If glucose falls too rapidly below 200 mg/dL, can precipitate cerebral edema/injury.
Once a patient is only in mild DKA or transitioning out of it, can add longer-acting agents back.
Other considerations for pregnancy:
Symptoms and treatment for pregnant folks are not different!
DKA is unfortunately more common in pregnancy, as:
insulin requirements increase rapidly, predisposing patients more often to potential deficiencies
There are more opportunities for decompensation: n/v early pregnancy, food aversions, preterm labor, use of steroids for FLM, UTI/pyelonephritis, social concern for “harming baby” with insulin.

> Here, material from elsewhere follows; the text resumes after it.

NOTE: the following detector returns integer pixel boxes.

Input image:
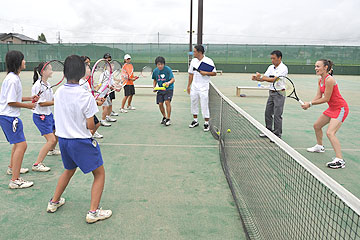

Recall normal pregnancy physiology is respiratory alkalosis -- so a pH of 7.36 may seem normal for most patients, but can represent significant acidosis in pregnancy!
Consider LR for resuscitation of the pregnant patient: potentially faster improvement of pH in the first hour of treatment due to less chloride load.
Consider tighter targets for glucose control with DKA (getting to 100-150 mg/dL, rather than 200, counterbalancing this with risk of cerebral edema from overcorrection).
During acute DKA - fetal status is often not reassuring!
If mom’s pH is 6.9, baby’s is the same or worse -- manifests with absent variability, decelerations.
May take several hours to resolve
DKA alone is not an indication for delivery!
It’s preferred to try to resolve the metabolic derangements before proceeding with delivery - better maternal and fetal outcomes with waiting than proceeding with delivery with unstable maternal condition.